Na hipótese de administração da justiça ou de manutenção da
ordem pública, o objetivo é o interesse público. O uso da imagem alheia para
esse escopo não pode ser considerada de modo absoluto, em sua ocorrência é
necessário ponderar o caso específico, outros bem jurídicos envolvidos (como
honra, intimidade etc.) e o impacto desse uso na imagem da pessoa, uma vez
que a finalidade do interesse público não pode atingir ilimitadamente os direitos
da personalidade.
A extinção do exercício do direito à imagem tem na morte sua única
causa decorrente da intransmissibilidade.

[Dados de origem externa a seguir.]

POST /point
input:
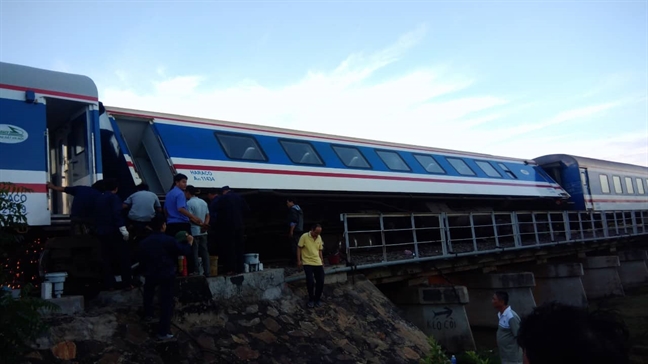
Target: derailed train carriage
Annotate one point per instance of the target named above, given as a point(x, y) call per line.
point(56, 129)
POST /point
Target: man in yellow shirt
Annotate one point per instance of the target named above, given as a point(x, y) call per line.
point(309, 255)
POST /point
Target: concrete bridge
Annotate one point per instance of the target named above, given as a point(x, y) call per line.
point(442, 269)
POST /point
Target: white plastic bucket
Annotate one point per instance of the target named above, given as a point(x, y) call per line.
point(252, 258)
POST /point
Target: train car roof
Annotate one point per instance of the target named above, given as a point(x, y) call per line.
point(590, 163)
point(22, 78)
point(244, 127)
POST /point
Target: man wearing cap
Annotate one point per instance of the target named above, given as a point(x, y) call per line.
point(142, 206)
point(158, 254)
point(198, 207)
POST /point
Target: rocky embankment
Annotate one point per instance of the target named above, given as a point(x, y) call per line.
point(357, 324)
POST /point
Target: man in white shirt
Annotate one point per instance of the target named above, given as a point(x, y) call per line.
point(507, 330)
point(198, 207)
point(143, 206)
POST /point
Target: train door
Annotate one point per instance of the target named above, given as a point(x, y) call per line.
point(70, 154)
point(587, 193)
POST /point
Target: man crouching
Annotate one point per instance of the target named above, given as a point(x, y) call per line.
point(158, 254)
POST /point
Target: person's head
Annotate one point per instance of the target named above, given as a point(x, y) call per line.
point(158, 223)
point(500, 300)
point(556, 333)
point(316, 230)
point(99, 185)
point(183, 237)
point(180, 181)
point(111, 185)
point(192, 191)
point(212, 193)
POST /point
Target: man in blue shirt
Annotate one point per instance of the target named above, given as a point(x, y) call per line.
point(82, 221)
point(177, 213)
point(158, 254)
point(112, 233)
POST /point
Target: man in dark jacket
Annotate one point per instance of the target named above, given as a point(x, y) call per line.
point(296, 224)
point(158, 255)
point(112, 233)
point(81, 212)
point(231, 210)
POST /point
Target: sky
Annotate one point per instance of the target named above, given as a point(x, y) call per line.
point(510, 78)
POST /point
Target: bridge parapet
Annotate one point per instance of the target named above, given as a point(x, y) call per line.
point(374, 240)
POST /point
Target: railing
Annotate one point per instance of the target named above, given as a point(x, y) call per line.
point(386, 239)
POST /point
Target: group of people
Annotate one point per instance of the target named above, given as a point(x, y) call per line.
point(99, 211)
point(556, 333)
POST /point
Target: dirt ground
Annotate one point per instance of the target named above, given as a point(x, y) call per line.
point(633, 308)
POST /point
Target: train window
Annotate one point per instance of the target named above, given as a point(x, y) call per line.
point(605, 183)
point(393, 160)
point(301, 152)
point(507, 170)
point(640, 189)
point(429, 163)
point(629, 186)
point(238, 146)
point(488, 169)
point(351, 157)
point(617, 184)
point(461, 166)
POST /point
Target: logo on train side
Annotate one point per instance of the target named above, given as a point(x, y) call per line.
point(12, 134)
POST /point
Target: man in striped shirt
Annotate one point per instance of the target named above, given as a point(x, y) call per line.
point(507, 330)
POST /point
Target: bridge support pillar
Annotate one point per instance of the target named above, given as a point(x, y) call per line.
point(519, 287)
point(560, 282)
point(601, 277)
point(439, 312)
point(633, 270)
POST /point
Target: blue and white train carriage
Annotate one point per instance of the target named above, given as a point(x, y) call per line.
point(597, 184)
point(53, 128)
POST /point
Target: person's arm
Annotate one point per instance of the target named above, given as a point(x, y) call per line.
point(207, 218)
point(156, 205)
point(300, 245)
point(321, 249)
point(128, 203)
point(54, 187)
point(294, 219)
point(119, 221)
point(183, 209)
point(514, 324)
point(183, 248)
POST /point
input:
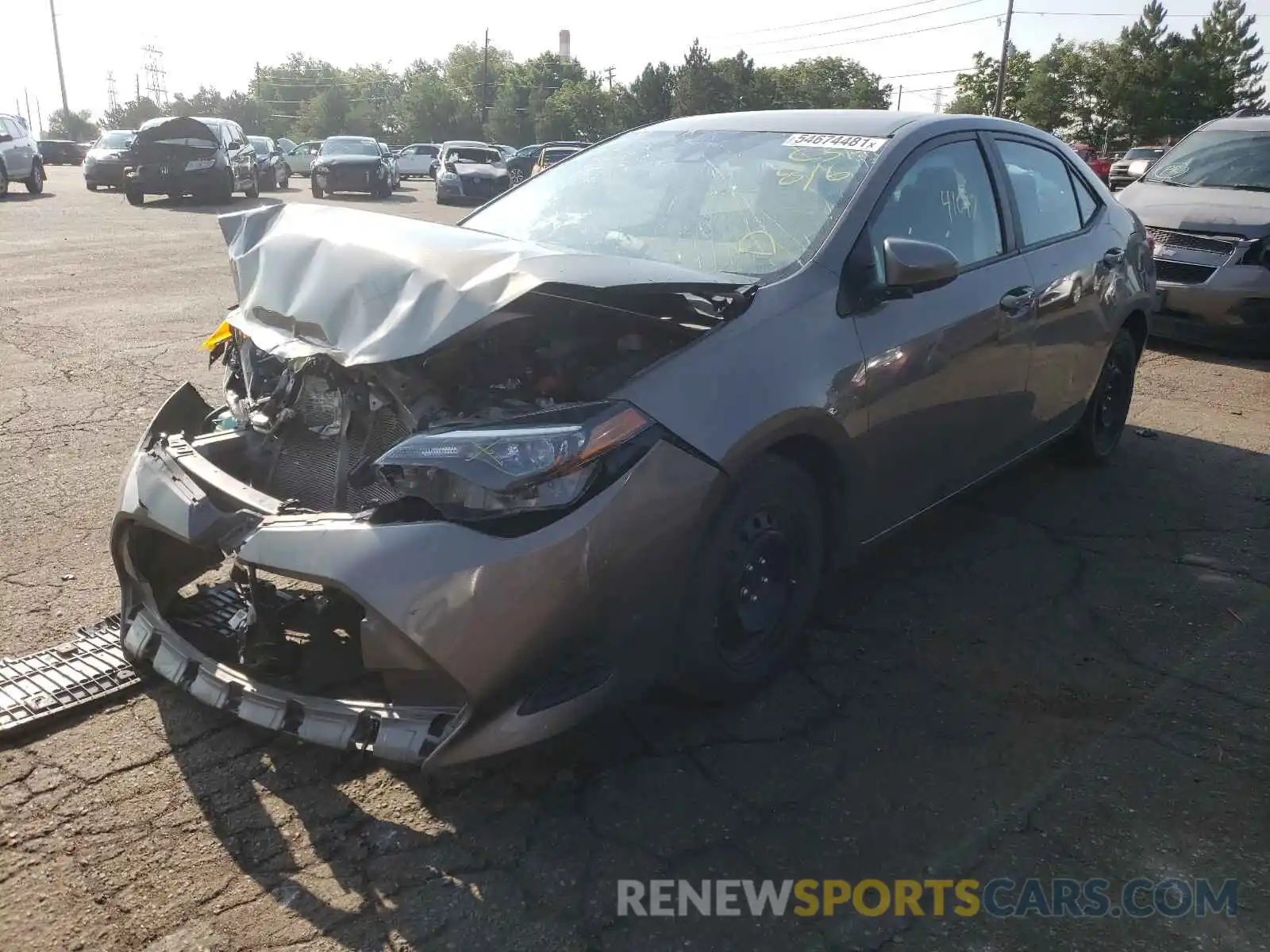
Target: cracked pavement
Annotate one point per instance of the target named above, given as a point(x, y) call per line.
point(1060, 674)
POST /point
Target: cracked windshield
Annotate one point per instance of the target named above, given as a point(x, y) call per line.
point(749, 203)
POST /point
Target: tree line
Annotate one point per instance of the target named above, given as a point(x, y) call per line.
point(1153, 84)
point(1149, 84)
point(537, 99)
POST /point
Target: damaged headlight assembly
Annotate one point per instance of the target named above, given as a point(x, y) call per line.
point(537, 463)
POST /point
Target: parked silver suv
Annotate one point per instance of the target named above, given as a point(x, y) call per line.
point(19, 156)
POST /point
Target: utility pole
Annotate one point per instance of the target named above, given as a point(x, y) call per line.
point(484, 82)
point(1005, 59)
point(61, 76)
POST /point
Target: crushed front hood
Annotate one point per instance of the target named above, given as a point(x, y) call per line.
point(364, 287)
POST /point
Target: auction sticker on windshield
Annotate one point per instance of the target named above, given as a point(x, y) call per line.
point(861, 144)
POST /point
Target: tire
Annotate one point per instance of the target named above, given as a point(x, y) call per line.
point(1095, 438)
point(755, 583)
point(225, 194)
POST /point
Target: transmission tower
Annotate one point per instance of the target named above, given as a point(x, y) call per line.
point(156, 78)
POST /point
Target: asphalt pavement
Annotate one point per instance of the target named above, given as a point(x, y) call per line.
point(1060, 674)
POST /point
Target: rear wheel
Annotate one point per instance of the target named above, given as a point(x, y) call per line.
point(755, 583)
point(1099, 431)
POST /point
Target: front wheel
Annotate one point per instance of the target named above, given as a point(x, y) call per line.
point(753, 584)
point(1098, 435)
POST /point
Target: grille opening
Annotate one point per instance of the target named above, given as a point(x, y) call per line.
point(291, 634)
point(1181, 272)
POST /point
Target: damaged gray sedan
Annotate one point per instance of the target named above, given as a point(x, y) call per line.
point(469, 484)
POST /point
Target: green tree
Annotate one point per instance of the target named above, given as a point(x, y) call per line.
point(977, 90)
point(700, 88)
point(78, 126)
point(829, 83)
point(653, 94)
point(130, 116)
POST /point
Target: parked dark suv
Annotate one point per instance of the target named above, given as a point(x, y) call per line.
point(520, 167)
point(183, 155)
point(19, 156)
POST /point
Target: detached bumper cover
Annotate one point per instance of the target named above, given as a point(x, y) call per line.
point(502, 619)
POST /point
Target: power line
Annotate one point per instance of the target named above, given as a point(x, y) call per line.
point(888, 36)
point(818, 23)
point(868, 25)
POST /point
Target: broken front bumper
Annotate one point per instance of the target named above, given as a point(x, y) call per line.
point(518, 638)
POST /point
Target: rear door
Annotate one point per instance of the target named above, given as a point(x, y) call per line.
point(1076, 257)
point(946, 370)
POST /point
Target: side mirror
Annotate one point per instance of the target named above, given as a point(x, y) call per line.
point(918, 266)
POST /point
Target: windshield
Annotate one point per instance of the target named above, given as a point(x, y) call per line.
point(349, 146)
point(1218, 159)
point(752, 203)
point(114, 140)
point(483, 156)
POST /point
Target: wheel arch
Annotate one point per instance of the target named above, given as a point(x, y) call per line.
point(822, 447)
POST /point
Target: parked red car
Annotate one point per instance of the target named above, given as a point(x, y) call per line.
point(1102, 165)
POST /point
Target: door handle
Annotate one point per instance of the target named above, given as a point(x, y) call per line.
point(1018, 301)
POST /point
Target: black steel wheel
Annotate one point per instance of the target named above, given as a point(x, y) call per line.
point(1099, 431)
point(755, 584)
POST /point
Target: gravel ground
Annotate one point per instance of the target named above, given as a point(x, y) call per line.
point(1060, 674)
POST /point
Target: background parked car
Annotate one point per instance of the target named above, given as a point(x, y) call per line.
point(391, 158)
point(550, 155)
point(351, 164)
point(418, 159)
point(470, 171)
point(1133, 165)
point(186, 155)
point(103, 165)
point(275, 171)
point(521, 165)
point(1206, 206)
point(59, 152)
point(302, 158)
point(19, 156)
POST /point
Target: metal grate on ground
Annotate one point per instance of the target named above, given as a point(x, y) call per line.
point(61, 678)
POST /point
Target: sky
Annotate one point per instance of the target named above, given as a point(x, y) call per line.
point(895, 38)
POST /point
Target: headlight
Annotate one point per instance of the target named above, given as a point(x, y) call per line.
point(541, 461)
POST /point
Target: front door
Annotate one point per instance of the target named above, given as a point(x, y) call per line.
point(945, 370)
point(1076, 259)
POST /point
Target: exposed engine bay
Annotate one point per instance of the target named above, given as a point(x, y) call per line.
point(314, 428)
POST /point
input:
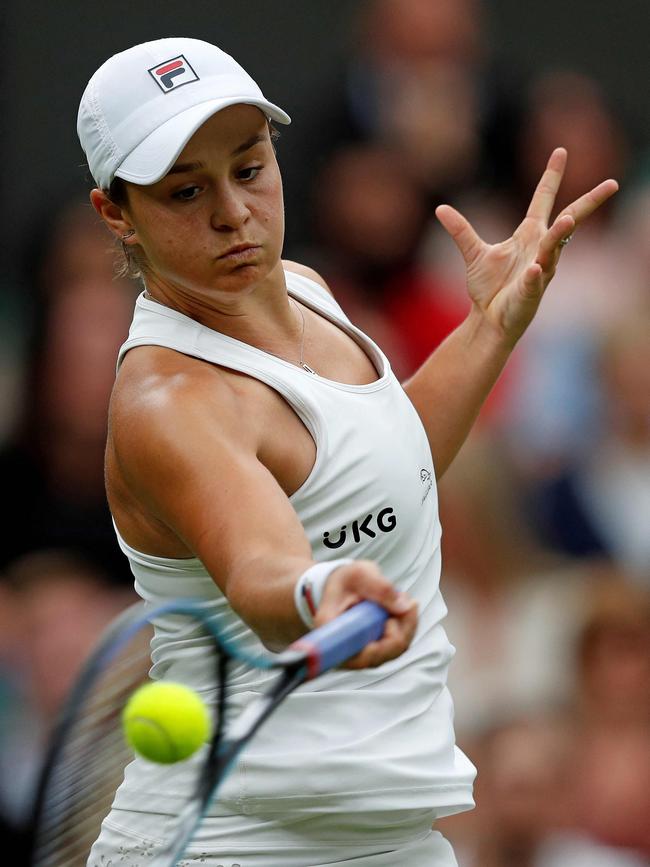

Eis mais uma característica desse
direito. Restará para os legitimados preservar os direitos decorrentes de serem
sucessores de tudo o que a imagem do falecido representava.
183
A responsabilidade civil no âmbito do direito à imagem apresenta
pretensões reparatória e indenizatória. A lesão à imagem permite ao lesado
requerer que se repare o dano, além de eventuais outros danos materiais ou
morais.
Deduz-se que o dano estético para o conceito jurídico pleno de
imagem é um dano à imagem porque a lesão ocorre no bem jurídico que é a
própria imagem do indivíduo. Tem-se também que as pessoas jurídicas podem
sofrer danos à sua imagem institucional. O dano institucional é o dano à
imagem da pessoa jurídica.
A ordem jurídica admite a cumulação de danos materiais, morais e à
imagem, visto que são interesses distintos protegidos pelo Direito, imputando
ao agente causador do dano responsabilidade civil.